È terribile quello che sta succedendo in Ucraina, e anche noi come Festival del Fundraising ci siamo chiesti: cosa possiamo fare? All’inizio ci siamo sentiti impotenti, ma poi consapevoli che noi fundraiser possiamo fare qualcosa: continuare a fare il nostro lavoro.
Lo sappiamo tutti che in un mondo ideale il fundraising non ha senso, perché lì non esisterebbero le differenze di pelle, religione, razza, cultura. E chi ha di più “naturalmente” lo darebbe a chi ha di meno, senza bisogno di qualcuno (come il fundraiser) che chiede per lui. Ma questo è un mondo utopico e noi, invece, siamo nel mondo reale, quello che esiste veramente oggi, con tutte le sue tante imperfezioni e pasticci. Ecco perché noi fundraiser, oggi più che mai, serviamo al nostro Paese.
Tanti di noi potrebbero fare altri lavori, magari più comodi, più semplici, più remunerati. Ma per noi il lavoro è qualcosa che va oltre: un modo per aiutare là dove c’è bisogno, e non solo un fine. E il fundraising uno strumento per combattere l’indifferenza e prenderci cura di chi è rotto, sporco, senza voce.

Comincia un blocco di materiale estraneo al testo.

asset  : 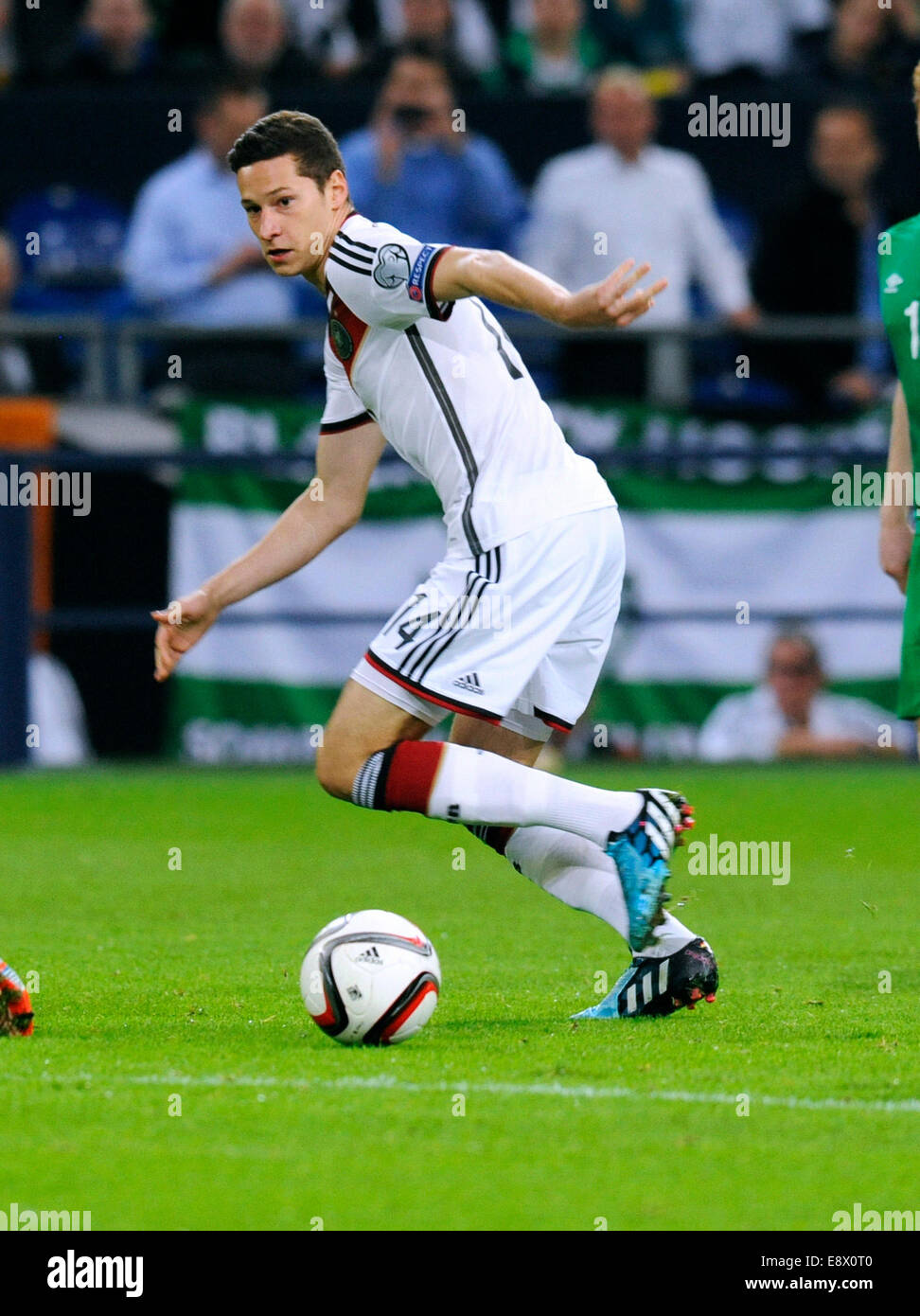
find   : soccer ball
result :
[300,909,441,1046]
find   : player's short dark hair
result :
[226,109,345,189]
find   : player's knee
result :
[316,743,357,800]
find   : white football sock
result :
[425,743,643,847]
[504,827,697,959]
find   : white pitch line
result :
[42,1071,920,1114]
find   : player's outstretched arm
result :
[432,247,667,329]
[151,421,385,681]
[878,382,913,594]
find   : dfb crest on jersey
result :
[374,242,409,288]
[329,320,354,361]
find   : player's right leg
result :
[316,681,432,808]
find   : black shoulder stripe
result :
[329,251,371,279]
[336,229,377,251]
[331,239,374,264]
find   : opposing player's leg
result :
[451,716,718,1019]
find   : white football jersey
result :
[320,215,616,557]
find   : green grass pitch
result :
[0,766,920,1231]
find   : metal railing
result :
[0,314,884,407]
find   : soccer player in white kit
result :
[154,111,718,1017]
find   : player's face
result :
[237,155,347,277]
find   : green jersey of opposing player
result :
[879,210,920,730]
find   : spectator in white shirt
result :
[698,633,913,763]
[522,67,757,392]
[684,0,832,78]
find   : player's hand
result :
[560,260,667,329]
[878,517,913,594]
[150,590,220,681]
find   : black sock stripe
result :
[374,741,400,809]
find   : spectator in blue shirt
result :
[124,83,298,325]
[341,47,523,251]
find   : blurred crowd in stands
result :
[0,0,920,415]
[7,0,920,95]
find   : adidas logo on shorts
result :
[454,671,486,695]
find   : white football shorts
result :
[351,507,626,741]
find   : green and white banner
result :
[169,402,900,762]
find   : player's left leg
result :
[451,715,718,1019]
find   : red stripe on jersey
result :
[383,741,444,813]
[329,293,367,382]
[364,649,502,726]
[533,708,575,733]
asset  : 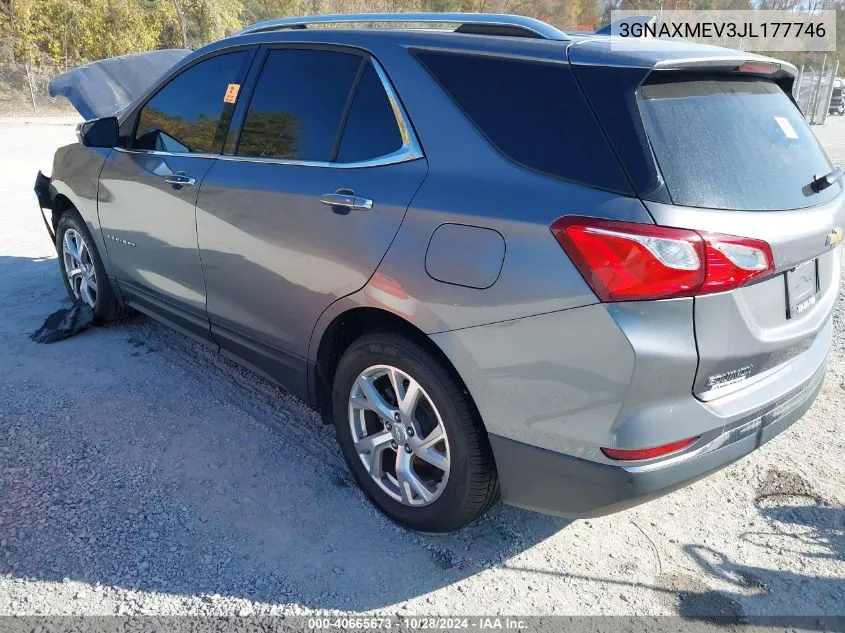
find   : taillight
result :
[697,233,775,295]
[601,437,698,461]
[551,216,774,301]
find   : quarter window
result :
[132,51,247,154]
[414,50,630,193]
[336,63,402,163]
[237,49,363,162]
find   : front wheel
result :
[333,331,499,532]
[56,209,130,323]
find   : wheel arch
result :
[311,306,483,424]
[51,193,78,236]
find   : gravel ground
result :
[0,113,845,618]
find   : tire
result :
[332,330,499,532]
[56,209,132,325]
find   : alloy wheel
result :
[349,365,450,507]
[62,229,98,309]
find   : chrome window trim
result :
[114,147,220,158]
[236,12,569,41]
[226,57,424,169]
[216,147,423,169]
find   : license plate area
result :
[785,259,820,319]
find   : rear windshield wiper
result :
[810,167,845,193]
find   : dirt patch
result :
[755,468,823,505]
[30,304,94,343]
[657,572,746,626]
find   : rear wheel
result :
[333,331,499,532]
[56,209,131,323]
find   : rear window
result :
[637,78,841,211]
[414,50,631,194]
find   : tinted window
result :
[337,63,402,163]
[133,51,247,153]
[639,79,841,210]
[238,49,362,161]
[415,51,630,193]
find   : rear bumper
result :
[490,363,826,518]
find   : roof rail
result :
[236,12,569,41]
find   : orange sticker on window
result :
[223,84,241,103]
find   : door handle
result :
[320,189,373,211]
[164,171,197,187]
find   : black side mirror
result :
[76,116,118,147]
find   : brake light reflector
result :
[698,233,775,294]
[552,216,704,301]
[739,62,780,75]
[551,216,774,302]
[601,436,700,461]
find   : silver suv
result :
[36,14,845,531]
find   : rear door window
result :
[237,49,364,162]
[414,50,631,194]
[637,78,841,210]
[132,51,248,154]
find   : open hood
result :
[49,48,190,119]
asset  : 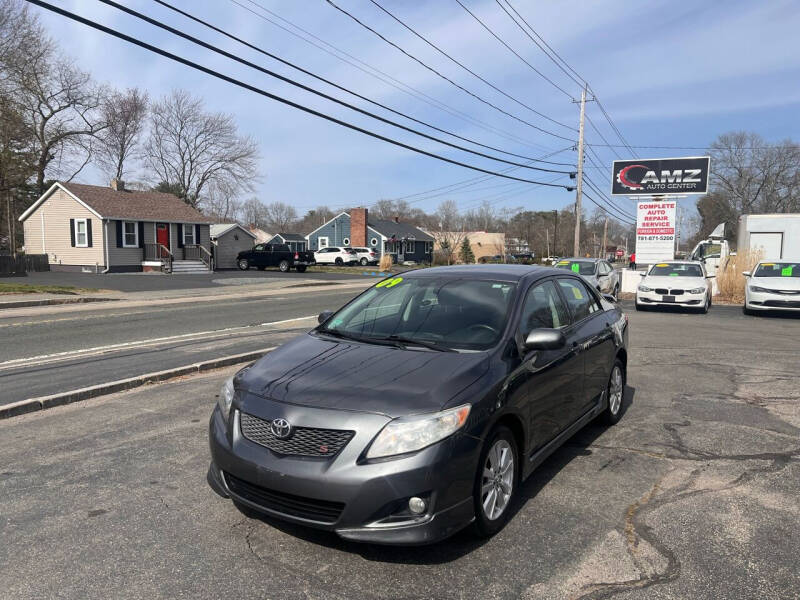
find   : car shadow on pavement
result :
[238,386,636,565]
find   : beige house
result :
[211,223,256,269]
[433,231,506,262]
[19,180,213,273]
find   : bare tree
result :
[264,202,297,233]
[145,90,258,207]
[95,88,148,179]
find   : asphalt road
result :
[0,286,360,405]
[0,307,800,600]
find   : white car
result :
[636,260,713,313]
[314,246,358,265]
[742,260,800,315]
[347,247,380,267]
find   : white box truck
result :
[737,213,800,260]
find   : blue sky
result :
[34,0,800,220]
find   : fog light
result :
[408,496,428,515]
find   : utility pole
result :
[572,84,589,256]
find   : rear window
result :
[556,260,597,275]
[755,262,800,277]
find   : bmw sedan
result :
[208,265,628,544]
[743,260,800,315]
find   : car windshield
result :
[648,263,703,277]
[755,262,800,277]
[556,260,597,275]
[317,276,516,350]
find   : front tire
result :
[473,426,520,537]
[603,359,625,425]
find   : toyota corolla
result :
[208,265,628,544]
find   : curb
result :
[0,346,275,419]
[0,297,119,310]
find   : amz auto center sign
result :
[636,200,676,265]
[611,156,711,196]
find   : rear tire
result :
[472,426,520,537]
[603,359,625,425]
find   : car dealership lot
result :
[0,303,800,598]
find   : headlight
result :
[217,377,236,423]
[367,404,471,458]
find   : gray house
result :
[19,179,213,273]
[267,233,308,252]
[211,223,256,269]
[306,208,434,263]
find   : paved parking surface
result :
[0,307,800,599]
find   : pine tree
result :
[460,237,475,265]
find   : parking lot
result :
[0,303,800,599]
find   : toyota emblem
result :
[270,419,292,440]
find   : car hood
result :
[642,276,707,290]
[750,277,800,290]
[240,334,489,417]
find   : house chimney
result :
[350,208,369,247]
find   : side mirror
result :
[525,329,567,351]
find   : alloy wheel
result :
[481,438,514,521]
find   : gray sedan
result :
[554,258,620,298]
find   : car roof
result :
[400,264,569,281]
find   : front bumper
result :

Siamo vicini a voi, fundraiser, che in poche ore avete attivato campagne di raccolta fondi straordinarie, aggiornato velocemente il sito, spedito email, lavorato di notte.
A voi che - come sempre - non vi girate dall’altra parte.
E anche noi continuiamo con forza il nostro lavoro: costruire per voi la 15^ edizione del Festival del Fundraising.
Un rifugio caldo dopo le fatiche dell’anno, una casa dove ristrutturare le fondamenta del vostro lavoro, uno spazio comune dove continuare a far crescere questo strano mestiere per animi inquieti che si chiama: fundraiser.